実際に「ミスらんノート」を使って勉強してみた

次に、実際に筆者が作成したミスらんノートをご紹介します。今回は英語の勉強時に、自分がついしてしまいがちなミスを付箋に書いて表紙の裏に貼っていきました。

「ミスらんノート」で勉強してみた04

具体的な方法としては、英語の長文読解や英作文の演習などを行なったあと、答え合わせをしてミスした箇所を確認し、「このミスはたいしたことがないはずなのに繰り返しすぎているかもしれない」と判断したものを付箋に書いていきました。たとえば、

  • 時制の一致に気をつける
  • 冠詞のミスに気をつける( “a hour” ではなく “an hour” )
  • 「every」がつく単語は三人称単数扱い

といったように、自分がつい忘れがちなミスをどんどん付箋にメモしています。

メモするときの工夫としては、ケアレスミスの重要度を分類するため、大きい付箋ほど重要度が高くなるようにし、特に重要だと感じたものには☆マークをつけました。さらに、ミスの種類ごとに分類もできるよう、「単語レベルのミスは黄色」「文法などのミスはピンク」など色分けもしてみました

そして、勉強するにつれ「このミスはもうしない」と断言できるほど確認できた付箋は取り去って、また新たに気づいたケアレスミスを付箋へ書いて貼っていきました。このように、色とりどりの付箋を使って、自分がやりがちな小さなミスを勉強するたびに振り返れるようにしました。

「ミスらんノート」で体感した効果

実際に「ミスらんノート」を作成してみると、「自分がどのようなケアレスミスをしがちなのか」を勉強しながら常に意識するようになり、そのポイントがよく見つかるようになりました。ある事柄を意識すると、それに関連することが次々と目に入ってくるという「カラーバス効果」が働いたおかげだと思います。ケアレスミスに意識を向けたことで、いままで素通りしていた小さなミスを見逃さないようになりました。

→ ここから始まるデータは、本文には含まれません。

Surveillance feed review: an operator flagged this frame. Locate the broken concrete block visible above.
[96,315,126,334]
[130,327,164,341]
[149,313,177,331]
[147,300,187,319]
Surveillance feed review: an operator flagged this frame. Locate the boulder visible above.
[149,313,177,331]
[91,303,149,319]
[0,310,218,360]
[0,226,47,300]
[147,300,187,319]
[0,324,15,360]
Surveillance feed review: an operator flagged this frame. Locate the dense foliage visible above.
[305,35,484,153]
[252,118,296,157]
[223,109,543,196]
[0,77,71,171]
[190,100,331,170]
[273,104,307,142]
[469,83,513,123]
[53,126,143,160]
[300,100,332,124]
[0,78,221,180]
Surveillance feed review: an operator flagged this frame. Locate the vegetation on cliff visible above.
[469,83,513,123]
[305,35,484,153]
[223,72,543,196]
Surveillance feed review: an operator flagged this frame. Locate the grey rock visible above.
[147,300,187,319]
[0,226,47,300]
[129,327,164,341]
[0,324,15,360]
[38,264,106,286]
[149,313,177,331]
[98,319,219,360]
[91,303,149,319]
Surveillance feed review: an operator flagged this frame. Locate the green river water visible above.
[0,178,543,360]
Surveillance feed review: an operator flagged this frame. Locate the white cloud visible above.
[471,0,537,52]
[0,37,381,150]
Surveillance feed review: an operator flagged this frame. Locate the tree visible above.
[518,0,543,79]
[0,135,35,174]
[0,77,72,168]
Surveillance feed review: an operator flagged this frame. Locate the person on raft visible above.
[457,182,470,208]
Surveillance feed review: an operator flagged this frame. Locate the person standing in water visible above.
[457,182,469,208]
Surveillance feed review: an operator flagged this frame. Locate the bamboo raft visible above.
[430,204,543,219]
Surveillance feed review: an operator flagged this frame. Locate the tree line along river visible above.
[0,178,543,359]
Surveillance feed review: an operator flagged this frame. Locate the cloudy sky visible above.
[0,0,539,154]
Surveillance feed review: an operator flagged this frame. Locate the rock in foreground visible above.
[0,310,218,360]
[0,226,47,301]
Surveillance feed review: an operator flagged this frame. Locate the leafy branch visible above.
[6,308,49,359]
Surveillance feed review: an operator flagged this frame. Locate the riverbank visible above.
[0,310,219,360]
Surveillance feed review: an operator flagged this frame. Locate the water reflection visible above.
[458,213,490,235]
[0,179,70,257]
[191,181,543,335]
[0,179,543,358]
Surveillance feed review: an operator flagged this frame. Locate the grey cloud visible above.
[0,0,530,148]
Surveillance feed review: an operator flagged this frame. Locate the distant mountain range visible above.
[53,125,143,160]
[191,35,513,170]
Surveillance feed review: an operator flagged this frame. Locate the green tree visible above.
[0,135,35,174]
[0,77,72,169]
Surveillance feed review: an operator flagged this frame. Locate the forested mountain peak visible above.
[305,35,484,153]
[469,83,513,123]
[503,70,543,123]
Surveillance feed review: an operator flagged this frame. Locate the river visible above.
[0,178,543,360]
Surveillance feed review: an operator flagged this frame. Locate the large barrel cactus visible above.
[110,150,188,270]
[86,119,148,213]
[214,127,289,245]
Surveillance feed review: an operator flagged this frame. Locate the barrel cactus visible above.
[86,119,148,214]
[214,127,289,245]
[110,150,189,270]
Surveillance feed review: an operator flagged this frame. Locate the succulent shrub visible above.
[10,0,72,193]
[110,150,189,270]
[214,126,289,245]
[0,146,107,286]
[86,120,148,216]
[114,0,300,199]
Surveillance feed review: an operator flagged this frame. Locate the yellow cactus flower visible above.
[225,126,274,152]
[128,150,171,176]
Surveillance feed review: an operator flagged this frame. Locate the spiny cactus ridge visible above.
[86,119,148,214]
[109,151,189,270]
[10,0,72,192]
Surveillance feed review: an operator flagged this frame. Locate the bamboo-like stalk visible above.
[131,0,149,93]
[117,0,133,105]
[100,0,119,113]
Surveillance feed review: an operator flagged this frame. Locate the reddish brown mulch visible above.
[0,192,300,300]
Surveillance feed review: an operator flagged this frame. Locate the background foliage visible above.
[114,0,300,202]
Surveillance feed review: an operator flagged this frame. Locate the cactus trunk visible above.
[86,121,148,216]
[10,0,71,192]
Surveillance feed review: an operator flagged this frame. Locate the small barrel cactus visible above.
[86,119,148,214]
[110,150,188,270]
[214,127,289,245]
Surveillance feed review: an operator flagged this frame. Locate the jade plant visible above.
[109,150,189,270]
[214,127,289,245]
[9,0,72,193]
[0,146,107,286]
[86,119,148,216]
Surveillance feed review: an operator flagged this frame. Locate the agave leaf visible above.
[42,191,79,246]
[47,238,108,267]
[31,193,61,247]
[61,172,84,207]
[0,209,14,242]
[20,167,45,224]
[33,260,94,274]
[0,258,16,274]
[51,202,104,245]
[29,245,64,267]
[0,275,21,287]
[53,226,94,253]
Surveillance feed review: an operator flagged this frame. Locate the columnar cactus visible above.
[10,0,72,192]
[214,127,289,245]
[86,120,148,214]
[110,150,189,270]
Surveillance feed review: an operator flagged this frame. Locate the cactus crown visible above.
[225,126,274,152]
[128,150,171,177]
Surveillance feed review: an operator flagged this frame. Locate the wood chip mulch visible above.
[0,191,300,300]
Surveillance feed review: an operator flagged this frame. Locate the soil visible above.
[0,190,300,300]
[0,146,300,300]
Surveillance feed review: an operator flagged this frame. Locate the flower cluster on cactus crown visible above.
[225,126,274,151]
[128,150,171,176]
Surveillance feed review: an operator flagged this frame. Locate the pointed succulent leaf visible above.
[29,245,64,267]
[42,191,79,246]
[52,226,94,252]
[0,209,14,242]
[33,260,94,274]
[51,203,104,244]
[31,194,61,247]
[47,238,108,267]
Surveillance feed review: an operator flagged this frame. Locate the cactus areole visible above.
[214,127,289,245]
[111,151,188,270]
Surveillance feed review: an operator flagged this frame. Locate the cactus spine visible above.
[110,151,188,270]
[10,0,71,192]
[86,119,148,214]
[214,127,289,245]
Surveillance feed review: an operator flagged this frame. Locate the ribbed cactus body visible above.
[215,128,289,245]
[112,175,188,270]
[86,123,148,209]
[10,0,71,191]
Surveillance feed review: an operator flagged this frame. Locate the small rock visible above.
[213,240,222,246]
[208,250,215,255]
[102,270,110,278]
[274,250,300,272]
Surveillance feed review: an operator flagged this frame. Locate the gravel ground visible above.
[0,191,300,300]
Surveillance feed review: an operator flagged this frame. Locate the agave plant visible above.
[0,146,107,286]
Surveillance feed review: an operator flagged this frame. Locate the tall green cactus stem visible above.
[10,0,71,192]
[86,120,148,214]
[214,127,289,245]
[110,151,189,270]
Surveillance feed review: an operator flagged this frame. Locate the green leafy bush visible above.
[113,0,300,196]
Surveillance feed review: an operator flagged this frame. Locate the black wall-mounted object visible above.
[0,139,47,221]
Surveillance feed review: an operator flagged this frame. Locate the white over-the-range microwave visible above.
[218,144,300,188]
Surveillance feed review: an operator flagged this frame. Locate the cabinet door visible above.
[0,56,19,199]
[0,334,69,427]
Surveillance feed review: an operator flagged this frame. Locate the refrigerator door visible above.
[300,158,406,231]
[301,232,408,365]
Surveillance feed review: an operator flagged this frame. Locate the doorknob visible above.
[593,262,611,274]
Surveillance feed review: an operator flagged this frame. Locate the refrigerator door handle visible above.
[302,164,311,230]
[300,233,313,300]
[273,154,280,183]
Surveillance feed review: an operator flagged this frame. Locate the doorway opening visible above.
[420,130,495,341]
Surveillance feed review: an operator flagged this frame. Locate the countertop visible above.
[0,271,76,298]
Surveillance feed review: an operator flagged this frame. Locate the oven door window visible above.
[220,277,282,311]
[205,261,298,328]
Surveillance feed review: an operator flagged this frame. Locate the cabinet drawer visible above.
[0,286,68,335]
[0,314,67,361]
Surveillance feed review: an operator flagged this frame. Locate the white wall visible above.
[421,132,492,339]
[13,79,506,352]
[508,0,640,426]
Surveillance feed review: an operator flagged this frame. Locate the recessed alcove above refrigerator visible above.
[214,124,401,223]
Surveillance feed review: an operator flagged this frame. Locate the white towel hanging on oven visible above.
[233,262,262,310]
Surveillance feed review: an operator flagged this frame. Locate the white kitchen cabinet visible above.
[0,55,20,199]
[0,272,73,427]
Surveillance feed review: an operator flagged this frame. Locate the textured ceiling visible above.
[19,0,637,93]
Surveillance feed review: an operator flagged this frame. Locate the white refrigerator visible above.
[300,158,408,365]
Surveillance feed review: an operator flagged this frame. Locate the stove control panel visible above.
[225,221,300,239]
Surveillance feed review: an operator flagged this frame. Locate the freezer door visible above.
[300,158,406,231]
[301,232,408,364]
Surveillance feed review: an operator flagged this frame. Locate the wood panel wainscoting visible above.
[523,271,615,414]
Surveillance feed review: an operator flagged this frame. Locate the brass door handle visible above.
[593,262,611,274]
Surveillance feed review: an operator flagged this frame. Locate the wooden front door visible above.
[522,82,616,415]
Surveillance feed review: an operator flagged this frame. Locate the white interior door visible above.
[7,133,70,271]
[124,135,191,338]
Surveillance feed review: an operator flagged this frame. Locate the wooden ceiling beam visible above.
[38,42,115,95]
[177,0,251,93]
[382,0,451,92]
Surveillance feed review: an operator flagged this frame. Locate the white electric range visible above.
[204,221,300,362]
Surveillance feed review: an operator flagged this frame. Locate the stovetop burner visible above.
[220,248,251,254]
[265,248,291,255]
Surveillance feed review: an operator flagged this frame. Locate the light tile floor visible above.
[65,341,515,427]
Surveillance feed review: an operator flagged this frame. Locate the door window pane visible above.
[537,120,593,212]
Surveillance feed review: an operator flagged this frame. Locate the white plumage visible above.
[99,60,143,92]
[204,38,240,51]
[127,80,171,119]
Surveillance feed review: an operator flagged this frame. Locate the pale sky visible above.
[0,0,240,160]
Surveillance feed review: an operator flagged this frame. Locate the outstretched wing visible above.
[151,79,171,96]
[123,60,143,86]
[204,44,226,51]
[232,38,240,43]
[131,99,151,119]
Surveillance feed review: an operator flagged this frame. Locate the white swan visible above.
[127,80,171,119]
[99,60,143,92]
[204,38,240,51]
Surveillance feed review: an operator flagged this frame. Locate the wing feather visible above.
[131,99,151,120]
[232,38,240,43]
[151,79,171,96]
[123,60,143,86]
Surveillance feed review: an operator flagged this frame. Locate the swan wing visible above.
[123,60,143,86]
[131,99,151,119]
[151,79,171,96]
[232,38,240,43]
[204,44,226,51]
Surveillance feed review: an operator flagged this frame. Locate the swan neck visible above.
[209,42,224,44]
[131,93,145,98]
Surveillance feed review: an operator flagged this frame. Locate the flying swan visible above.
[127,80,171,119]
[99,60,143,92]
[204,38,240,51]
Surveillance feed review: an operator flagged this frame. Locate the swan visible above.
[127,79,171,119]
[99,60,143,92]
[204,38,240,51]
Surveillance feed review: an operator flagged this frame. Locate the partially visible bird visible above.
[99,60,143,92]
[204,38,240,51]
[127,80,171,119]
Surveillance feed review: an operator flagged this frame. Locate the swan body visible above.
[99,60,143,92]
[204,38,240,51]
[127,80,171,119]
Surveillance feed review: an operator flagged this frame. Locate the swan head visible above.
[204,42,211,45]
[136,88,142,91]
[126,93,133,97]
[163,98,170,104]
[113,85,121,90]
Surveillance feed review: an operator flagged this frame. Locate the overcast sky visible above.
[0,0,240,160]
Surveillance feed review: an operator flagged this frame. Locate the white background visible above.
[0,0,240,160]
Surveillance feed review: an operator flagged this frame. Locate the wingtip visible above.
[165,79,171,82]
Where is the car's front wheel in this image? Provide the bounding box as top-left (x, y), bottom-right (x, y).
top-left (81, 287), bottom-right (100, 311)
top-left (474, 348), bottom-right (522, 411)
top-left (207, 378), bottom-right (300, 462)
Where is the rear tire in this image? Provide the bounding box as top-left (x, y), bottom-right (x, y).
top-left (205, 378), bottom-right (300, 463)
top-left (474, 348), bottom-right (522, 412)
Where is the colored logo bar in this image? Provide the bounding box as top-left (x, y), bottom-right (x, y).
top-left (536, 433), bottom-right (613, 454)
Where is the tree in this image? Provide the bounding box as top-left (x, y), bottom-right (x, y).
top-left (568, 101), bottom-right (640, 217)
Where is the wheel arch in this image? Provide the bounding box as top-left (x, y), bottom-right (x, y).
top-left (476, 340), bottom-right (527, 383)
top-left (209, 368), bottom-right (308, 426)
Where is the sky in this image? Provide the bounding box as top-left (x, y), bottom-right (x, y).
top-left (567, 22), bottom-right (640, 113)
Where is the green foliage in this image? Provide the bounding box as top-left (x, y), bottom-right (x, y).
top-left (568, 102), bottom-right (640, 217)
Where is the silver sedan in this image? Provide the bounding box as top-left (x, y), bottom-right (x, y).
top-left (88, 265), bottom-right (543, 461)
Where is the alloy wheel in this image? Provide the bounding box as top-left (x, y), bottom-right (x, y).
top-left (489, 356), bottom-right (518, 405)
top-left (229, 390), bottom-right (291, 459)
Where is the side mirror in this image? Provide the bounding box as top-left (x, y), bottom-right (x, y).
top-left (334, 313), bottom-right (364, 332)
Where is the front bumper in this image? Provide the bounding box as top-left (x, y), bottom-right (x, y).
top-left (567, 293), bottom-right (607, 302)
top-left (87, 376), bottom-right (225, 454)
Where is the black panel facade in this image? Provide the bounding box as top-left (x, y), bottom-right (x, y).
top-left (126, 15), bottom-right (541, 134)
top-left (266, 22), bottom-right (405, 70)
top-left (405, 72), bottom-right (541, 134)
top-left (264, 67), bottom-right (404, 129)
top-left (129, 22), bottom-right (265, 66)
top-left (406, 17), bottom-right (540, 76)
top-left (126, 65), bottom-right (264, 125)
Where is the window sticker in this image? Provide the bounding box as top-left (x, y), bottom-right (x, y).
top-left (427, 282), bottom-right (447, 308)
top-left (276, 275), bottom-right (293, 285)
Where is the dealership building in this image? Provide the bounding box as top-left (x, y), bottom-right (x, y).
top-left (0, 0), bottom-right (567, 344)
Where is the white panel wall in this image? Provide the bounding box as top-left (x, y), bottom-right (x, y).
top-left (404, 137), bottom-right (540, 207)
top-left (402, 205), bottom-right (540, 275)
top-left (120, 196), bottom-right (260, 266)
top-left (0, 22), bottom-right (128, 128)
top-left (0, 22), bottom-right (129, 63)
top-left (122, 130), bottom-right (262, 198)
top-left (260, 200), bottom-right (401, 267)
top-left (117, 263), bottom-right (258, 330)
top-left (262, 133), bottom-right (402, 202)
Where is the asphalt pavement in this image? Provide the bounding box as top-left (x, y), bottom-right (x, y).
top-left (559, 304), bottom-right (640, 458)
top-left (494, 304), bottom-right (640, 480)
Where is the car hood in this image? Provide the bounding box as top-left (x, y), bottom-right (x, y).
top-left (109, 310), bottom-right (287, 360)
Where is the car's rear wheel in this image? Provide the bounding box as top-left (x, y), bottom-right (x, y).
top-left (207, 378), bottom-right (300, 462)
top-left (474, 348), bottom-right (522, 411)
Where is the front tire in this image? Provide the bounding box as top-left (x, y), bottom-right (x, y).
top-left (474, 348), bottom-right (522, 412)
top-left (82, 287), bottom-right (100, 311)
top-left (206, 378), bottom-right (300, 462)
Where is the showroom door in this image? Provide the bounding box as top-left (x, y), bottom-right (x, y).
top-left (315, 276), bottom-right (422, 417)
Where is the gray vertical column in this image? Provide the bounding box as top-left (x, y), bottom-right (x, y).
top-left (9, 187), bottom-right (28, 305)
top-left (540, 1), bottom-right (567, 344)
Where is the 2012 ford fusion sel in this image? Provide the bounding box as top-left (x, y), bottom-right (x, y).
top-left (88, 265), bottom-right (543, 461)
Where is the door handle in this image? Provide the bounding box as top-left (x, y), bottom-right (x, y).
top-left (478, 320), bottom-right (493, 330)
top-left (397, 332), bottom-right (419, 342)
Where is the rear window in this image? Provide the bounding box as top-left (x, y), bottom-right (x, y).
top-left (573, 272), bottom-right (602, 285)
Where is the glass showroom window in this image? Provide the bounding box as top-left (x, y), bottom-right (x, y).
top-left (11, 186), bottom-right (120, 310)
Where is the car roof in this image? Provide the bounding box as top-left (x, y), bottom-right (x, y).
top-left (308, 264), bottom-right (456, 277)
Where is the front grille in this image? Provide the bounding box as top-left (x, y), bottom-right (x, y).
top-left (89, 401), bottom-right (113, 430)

また、あらかじめ「自分がどのようなケアレスミスをしがちなのか」を知っておくことで、試験本番で問題を解いているときに「いつもならここで間違えているな」と認識できるようにもなります。これは、ミスの事前回避に確実につながったと思います。

さらに、問題を解き終わって時間が余ったとき、これまでは見直しを適当にしていましたが、ミスらんノートを作成するようになってからは「またあのミスをしていないよな」と思い返して再度重点的に確認できるようになりました。

また自己採点時には、これまでは「時制の一致を忘れていた」のような小さなミスは、「たいしたことがないミスだから」とスルーしがちでした。ですが、小さなミスこそなくすことが重要だという意識から、ケアレスミスもしっかり復習するようになりました。これも、ミスの数を減らしていくことにつながったと感じています。

以上のことから、ミスらんノートを見返すだけでなく、それを作成するプロセス自体に、ケアレスミスを減らすための意識づくりの効果があると実感しました。今回は英語の勉強においてミスらんノートを作成しましたが、たとえばプログラミングや経営学の勉強など、どんな勉強にも応用できると思います。

筆者が実践から学んだ、ミスらんノート作成の重要なコツとして、特定のミスを個別的に対策するより、それがどんな種類のミスなのかを広く考えてメモすることが挙げられます。たとえば「 “hour” の冠詞は “an” である」とだけメモするのではなく、「発音されない “h” から始まり次に母音が続く単語の前の冠詞は “an” になる」というように、ミスの抽象度を上げてメモするという具合です。こうすれば、ほかの場面でのケアレスミスも防ぐことができるはずですよ。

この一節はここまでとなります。